It should be a rare occurrence to completely lose a SCOM Management server. Normally you would restore from a backup, or recover a VM snapshot in order to quickly recover a lost/damaged/corrupted SCOM MS.
However, in the case this does happen, you have options.
The biggest challenge in recovering a SCOM Management Server, is dealing with the RunAs account passwords. There is a registry entry used to decrypt these, and this is generated when the first management server is installed. This is normally copied to new management servers as they are added after the first MS in a management group.
What the /Recover command line switch does – is tell Setup this is a DR provisioning, and to behave a little differently. It will look to see if ANY other Management Servers in the management group are still online. If they are, Setup will contact them, and copy the registry entries needed to deal with RunAs account decryption. However, if ALL management servers have been lost, then it will re-generate a new decryption key, but this results in you having to re-enter your existing RunAs account passwords in SCOM once the recovery action is complete.
Another challenge, is at the time of this writing, there is no documentation on the SCOM command line parameters for SCOM 2016, and the SCOM 2012 command line reference example is missing some data.

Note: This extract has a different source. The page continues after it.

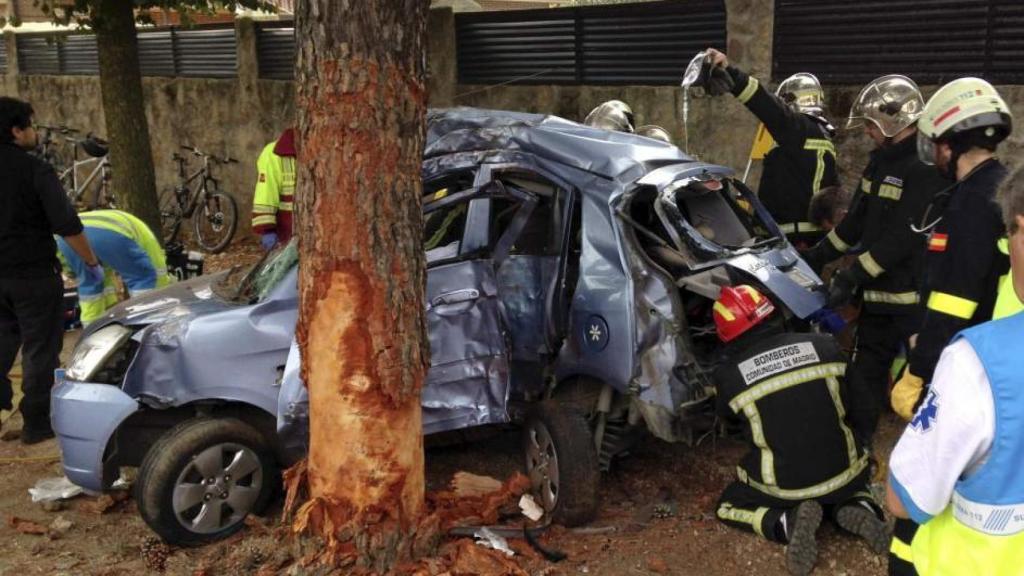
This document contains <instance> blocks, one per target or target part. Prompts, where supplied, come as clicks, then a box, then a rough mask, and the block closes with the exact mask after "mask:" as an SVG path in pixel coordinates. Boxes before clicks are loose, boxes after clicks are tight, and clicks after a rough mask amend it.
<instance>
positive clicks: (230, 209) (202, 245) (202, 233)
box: [193, 192, 239, 254]
mask: <svg viewBox="0 0 1024 576" xmlns="http://www.w3.org/2000/svg"><path fill="white" fill-rule="evenodd" d="M238 216H239V209H238V206H237V205H236V204H234V198H232V197H231V196H230V195H227V194H224V193H222V192H217V193H214V194H210V195H208V196H207V197H206V198H205V199H203V200H201V203H200V205H199V206H197V207H196V213H195V214H193V231H194V232H195V233H196V242H197V243H199V245H200V248H203V249H204V250H206V251H207V252H210V253H211V254H216V253H217V252H220V251H221V250H223V249H224V248H226V247H227V245H228V244H230V243H231V238H232V237H233V236H234V229H236V228H238V225H239V217H238Z"/></svg>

Here is a working command line for a recovery:
Setup.exe /silent /AcceptEndUserLicenseAgreement /recover /InstallPath:"D:\Program Files\Microsoft System Center 2016\Operations Manager" /ManagementGroupName:MGNAME /SqlServerInstance:SQLServerName.domain.com /DatabaseName:OperationsManager /DWSqlServerInstance:SQLServerName.domain.com /DWDatabaseName:OperationsManagerDW /ActionAccountUser:DOMAIN\omaa /ActionAccountPassword:password /DASAccountUser:DOMAIN\omdas /DASAccountPassword:password /DatareaderUser:DOMAIN\omdr /DatareaderPassword:password /DataWriterUser:DOMAIN\omdw /DataWriterPassword:password /EnableErrorReporting:Never /SendCEIPReports:0 /UseMicrosoftUpdate:0
The key areas to focus on with your custom data are:
As with new SCOM deployments – you will need to have elevated rights to install SCOM components:
- SCOM Administrator rights
- Local Administrator rights on the Management server OS
- Local Administrator rights on all other Management Servers (required for remote registry connection)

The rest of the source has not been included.